Rice export prices fell a the second consecutive week in India on a weakening rupee and slow demand, while strict inspections from top consumer China muted exports from Vietnam.
India's 5 percent broken parboiled variety was quoted around $364-$368 per tonne this week, from $366-$370 the last week.
"Prices are down as traders are adjusting to the drop in the rupee. Demand is still weak," said an exporter based at Kakinada in the southern state of Andhra Pradesh.
The Indian rupee fell nearly 1 percent on Thursday to the lowest level in two weeks, increasing exporters margin from the overseas sales.
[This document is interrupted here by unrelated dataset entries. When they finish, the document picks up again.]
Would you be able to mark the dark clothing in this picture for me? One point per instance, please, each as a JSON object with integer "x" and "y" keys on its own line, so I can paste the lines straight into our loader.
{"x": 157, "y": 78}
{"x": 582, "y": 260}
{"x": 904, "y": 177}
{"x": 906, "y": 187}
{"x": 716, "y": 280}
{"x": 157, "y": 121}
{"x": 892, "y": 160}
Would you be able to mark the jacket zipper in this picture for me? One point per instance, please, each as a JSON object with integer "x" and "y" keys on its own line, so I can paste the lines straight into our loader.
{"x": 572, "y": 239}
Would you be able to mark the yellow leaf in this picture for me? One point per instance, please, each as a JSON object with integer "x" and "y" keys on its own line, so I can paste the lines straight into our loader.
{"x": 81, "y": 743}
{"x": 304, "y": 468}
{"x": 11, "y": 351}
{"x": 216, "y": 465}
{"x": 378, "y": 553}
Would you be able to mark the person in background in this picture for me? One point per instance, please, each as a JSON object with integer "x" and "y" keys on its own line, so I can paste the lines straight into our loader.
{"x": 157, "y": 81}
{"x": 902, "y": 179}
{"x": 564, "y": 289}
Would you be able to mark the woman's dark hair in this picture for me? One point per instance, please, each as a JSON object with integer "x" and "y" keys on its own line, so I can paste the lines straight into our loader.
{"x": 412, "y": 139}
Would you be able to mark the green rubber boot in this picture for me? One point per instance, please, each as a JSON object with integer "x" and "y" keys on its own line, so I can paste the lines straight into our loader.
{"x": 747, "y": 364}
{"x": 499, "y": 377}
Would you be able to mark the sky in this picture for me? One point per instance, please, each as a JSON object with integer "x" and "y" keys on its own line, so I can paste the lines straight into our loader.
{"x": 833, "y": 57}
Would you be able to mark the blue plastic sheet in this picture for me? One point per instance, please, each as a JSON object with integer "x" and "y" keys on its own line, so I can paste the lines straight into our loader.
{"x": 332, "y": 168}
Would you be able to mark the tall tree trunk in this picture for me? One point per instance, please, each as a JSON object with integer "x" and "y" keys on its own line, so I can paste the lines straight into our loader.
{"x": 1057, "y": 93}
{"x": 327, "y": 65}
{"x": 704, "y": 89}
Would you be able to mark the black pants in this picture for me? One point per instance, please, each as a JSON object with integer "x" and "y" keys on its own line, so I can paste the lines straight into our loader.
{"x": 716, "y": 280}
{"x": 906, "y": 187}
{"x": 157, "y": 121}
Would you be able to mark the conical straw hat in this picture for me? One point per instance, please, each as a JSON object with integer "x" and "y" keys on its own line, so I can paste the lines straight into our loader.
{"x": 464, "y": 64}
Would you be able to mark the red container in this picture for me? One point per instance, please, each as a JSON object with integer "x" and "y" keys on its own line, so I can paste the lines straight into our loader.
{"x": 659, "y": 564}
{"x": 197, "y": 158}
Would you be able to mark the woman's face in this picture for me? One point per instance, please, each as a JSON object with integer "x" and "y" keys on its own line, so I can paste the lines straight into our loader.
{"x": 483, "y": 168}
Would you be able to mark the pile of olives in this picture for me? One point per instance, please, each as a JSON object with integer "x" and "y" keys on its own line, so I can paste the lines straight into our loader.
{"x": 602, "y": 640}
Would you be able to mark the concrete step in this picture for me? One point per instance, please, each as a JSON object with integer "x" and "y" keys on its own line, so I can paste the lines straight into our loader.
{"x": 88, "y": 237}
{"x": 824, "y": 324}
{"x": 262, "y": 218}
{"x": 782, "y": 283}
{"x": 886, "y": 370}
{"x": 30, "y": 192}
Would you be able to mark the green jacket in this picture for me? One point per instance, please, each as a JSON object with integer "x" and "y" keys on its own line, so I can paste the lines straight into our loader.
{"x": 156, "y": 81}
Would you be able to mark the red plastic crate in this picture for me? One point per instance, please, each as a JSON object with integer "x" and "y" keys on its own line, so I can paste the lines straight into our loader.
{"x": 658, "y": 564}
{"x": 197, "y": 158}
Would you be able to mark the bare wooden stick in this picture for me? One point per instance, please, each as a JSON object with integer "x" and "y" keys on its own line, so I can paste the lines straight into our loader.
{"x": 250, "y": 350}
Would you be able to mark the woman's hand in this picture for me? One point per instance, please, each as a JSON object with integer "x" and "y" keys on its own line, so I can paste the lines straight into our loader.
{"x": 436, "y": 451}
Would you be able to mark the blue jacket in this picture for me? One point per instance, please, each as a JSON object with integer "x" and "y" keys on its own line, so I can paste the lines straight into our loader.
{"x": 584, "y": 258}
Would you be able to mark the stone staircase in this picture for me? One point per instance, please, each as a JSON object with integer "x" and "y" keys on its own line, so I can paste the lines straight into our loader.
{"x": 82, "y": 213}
In an attempt to accelerate exports, the Indian government last month said it will give a 5 percent subsidy for non-basmati rice shipments for the four months to March 25, 2019.
In neighbouring Bangladesh, rice imports in July-November stood at 106,640 tonnes, the country's food ministry data showed, after the government imposed a 28 percent tax on shipments to support its farmers after local production revived.
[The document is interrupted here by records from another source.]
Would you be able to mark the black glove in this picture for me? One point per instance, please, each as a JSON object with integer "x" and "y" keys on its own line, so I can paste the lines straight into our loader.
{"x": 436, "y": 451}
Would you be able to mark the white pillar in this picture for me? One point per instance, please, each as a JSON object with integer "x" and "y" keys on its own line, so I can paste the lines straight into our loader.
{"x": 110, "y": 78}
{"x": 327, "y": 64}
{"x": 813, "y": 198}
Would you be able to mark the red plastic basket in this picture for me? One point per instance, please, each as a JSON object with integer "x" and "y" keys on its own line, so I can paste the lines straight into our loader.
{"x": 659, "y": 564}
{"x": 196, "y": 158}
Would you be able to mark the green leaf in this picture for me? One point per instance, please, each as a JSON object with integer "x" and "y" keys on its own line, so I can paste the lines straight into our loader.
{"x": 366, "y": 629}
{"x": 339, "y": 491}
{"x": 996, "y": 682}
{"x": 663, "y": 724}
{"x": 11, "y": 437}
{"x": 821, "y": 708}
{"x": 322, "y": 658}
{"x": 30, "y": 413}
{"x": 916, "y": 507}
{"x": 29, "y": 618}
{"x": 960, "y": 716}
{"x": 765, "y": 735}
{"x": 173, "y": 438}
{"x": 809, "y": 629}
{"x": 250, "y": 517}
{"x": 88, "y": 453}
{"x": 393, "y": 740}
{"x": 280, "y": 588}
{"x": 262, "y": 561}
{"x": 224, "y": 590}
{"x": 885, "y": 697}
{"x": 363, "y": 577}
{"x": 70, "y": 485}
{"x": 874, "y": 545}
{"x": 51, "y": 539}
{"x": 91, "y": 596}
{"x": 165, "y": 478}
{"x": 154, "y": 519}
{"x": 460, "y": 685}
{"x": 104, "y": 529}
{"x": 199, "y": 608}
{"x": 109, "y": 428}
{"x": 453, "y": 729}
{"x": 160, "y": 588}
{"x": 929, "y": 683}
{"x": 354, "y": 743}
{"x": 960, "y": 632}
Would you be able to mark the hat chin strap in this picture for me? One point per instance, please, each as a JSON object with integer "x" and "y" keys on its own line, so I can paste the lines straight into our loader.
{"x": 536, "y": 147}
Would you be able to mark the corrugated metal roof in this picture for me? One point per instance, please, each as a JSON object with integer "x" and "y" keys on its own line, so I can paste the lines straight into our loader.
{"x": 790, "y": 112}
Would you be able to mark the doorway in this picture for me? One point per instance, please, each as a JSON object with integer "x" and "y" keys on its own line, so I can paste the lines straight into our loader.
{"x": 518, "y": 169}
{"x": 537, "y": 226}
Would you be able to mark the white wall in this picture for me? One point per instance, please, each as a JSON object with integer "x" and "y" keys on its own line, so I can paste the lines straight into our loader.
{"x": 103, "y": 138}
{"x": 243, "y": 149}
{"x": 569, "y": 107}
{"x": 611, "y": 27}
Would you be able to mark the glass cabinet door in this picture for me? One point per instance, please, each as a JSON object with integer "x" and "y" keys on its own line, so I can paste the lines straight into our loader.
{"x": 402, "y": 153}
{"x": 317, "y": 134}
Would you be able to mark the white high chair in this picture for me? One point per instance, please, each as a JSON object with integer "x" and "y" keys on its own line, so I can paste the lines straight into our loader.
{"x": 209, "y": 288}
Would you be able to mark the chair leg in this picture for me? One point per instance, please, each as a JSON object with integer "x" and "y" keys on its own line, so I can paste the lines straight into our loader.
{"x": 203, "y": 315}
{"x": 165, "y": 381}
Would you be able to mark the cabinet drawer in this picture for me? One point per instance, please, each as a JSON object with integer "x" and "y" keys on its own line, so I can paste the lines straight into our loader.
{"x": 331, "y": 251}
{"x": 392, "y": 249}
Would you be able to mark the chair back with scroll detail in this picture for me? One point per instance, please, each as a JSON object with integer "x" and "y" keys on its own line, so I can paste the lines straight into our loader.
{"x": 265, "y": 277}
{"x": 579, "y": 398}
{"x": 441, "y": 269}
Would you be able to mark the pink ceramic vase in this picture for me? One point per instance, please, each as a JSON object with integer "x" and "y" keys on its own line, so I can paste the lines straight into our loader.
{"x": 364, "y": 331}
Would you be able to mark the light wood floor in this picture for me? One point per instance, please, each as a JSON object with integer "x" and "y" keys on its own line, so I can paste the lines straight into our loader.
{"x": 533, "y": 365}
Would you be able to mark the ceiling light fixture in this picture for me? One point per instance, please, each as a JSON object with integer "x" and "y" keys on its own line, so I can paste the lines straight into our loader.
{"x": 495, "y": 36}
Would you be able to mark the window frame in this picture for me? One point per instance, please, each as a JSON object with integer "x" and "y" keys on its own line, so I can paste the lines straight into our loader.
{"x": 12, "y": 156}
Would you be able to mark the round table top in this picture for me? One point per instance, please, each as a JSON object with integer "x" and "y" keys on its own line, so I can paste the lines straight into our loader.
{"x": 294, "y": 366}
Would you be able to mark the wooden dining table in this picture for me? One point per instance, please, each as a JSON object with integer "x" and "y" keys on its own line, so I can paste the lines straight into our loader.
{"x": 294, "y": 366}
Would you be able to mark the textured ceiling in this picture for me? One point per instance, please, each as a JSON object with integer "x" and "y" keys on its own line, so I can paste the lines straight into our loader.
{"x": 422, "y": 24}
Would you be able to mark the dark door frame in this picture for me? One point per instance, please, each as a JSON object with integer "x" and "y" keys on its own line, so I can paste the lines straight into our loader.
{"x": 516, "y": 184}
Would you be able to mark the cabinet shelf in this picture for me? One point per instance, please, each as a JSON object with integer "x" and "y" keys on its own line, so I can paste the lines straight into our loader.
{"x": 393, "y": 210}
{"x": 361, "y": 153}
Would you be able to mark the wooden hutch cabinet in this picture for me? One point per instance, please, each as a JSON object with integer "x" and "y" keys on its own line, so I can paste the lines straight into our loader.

Meanwhile, in Vietnam, rates for 5 percent broken rice dipped to $400 a tonne from $408 last week as exports to China fell on stricter inspections and conditions on Vietnamese rice, traders said.
"Exports to China are almost frozen, no one dares to buy or sell. Some people who had their rice ready at the port now have to take them back because they fear the Chinese side will not take them," a trader in Ho Chi Minh City said.
However, the fall in prices was limited due to tight supply at the end of a small crop season in Vietnam and orders from rice-scarce Philippines.
The next major crop harvest in the southeast-Asian nation, the winter-spring crop, is due next March.
In Thailand, benchmark 5 percent broken rice prices narrowed to $390-$393, free on board (FOB) Bangkok, from $380-$397 last week.
"Apart from the recent order from the Philippines, Thai rice exporters are not expecting any large order until early 2019," a Bangkok-based rice trader said.
Traders attributed this week's fluctuation in rice prices to the exchange rate. The Thai baht shed more than a quarter of a percent on Thursday, after rising for four previous sessions.
"Some exporters are still talking about a possible deal to markets like Japan and Indonesia, but so far things are quiet and will likely remain this way until January," said another Bangkok-based trader.